Отец развертывал засаленный лист бумаги и внимательно начинал читать, по-видимому с большим напряжением стараясь понять, в чем дело. И вдруг, не дочитав до половины, он бросал лист на стол, вскакивал в еще большем раздражении и, снова махнув безнадежно рукой, уходил в кабинет.

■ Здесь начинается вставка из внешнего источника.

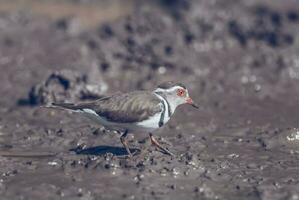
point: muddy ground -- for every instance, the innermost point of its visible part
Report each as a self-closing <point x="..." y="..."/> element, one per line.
<point x="239" y="60"/>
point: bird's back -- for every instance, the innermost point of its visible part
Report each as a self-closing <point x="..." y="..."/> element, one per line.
<point x="130" y="107"/>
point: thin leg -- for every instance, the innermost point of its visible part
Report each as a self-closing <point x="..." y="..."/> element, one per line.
<point x="156" y="143"/>
<point x="124" y="142"/>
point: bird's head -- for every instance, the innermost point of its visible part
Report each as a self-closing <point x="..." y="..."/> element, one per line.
<point x="176" y="93"/>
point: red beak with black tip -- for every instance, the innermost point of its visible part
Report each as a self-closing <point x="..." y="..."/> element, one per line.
<point x="190" y="101"/>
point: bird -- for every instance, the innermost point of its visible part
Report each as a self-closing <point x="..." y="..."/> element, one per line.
<point x="136" y="111"/>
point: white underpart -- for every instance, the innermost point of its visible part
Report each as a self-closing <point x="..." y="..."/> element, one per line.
<point x="151" y="123"/>
<point x="147" y="125"/>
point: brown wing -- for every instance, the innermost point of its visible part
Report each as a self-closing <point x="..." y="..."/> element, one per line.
<point x="123" y="108"/>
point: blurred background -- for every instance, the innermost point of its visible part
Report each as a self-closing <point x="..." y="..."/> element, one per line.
<point x="239" y="59"/>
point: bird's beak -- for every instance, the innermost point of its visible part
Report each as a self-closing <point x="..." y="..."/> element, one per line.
<point x="190" y="101"/>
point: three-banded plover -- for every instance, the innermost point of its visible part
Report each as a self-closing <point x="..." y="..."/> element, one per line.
<point x="135" y="111"/>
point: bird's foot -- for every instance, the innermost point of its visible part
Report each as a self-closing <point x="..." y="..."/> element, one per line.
<point x="159" y="146"/>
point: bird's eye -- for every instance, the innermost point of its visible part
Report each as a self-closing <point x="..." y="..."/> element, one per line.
<point x="180" y="92"/>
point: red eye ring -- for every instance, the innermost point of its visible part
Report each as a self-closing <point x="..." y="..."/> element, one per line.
<point x="180" y="92"/>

Потаня совсем конфузилась, в недоумении покачивала головой и тихонько шептала, свертывая опять бумагу в платочек:

— Ах, какие маловеры!.. Ах, какие…

Нам очень было жаль, что батюшка почему-то ни в чем не верил Потане и называл ее сумасшедшей, и вместе с тем очень хотелось узнать, что такое было в ее заветной бумажке. Как-то один раз, когда Потаня осталась у нас ночевать и мы собрались в нашей детской, матушка спросила ее:

— Это что же у тебя, Потаня, в бумаге-то, вот что ты показываешь?

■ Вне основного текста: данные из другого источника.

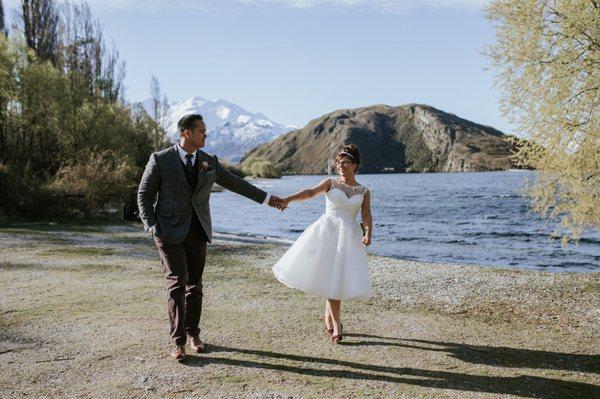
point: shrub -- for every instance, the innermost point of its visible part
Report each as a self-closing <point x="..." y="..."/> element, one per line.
<point x="93" y="182"/>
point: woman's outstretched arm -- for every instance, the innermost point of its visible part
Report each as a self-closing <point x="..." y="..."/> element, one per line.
<point x="367" y="218"/>
<point x="309" y="193"/>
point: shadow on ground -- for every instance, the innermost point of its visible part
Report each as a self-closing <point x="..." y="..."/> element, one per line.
<point x="524" y="386"/>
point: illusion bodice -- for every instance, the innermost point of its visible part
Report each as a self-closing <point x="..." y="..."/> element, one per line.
<point x="344" y="200"/>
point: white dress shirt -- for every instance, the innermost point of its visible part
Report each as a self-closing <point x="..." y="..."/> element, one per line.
<point x="183" y="153"/>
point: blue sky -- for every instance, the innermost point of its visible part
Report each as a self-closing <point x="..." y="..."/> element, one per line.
<point x="296" y="60"/>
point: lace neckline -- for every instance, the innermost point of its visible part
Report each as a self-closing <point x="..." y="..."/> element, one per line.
<point x="358" y="187"/>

— А это, сударыня… это — вертоград… Вот тот самый, что я вам говорила.

— Вертоград-то твой, Потаня? — задумчиво переспросила матушка.

— Он! Он!.. Теперь уж тут все изложено доподлинно, обдумано, облюбовано, осмотрено… А он вот, сударь-то, вон как… не верит!.. Ах, какие маловеры!..

— Изверились, Потаня, мы… Что делать!.. Одни изверились, получше-то, у кого еще совесть есть, а другим-то и так хорошо, и желать лучше ничего не хотят.

— Ах, милая сударыня, надо верить… и домогаться надо, — говорила Потаня, — бог это любит!.. А без веры что же мы будем? Трава… Тварь бессмысленная… Так ли, милые птенчики? Надо верить и надо домогаться… Как вертоград-то земной мы насадим, так все расцветем тогда и душою воскреснем!..

И Потаня весело оглянула нас такими восторженными, такими сияющими глазами, как будто в них отражался весь ее чудный вертоград!..

О добрая, наивная Потаня!.. Из всех «мечтателей», которых мы знали в то время, вряд ли кто мог создать что-либо более поэтичное, чем вертоград Потани.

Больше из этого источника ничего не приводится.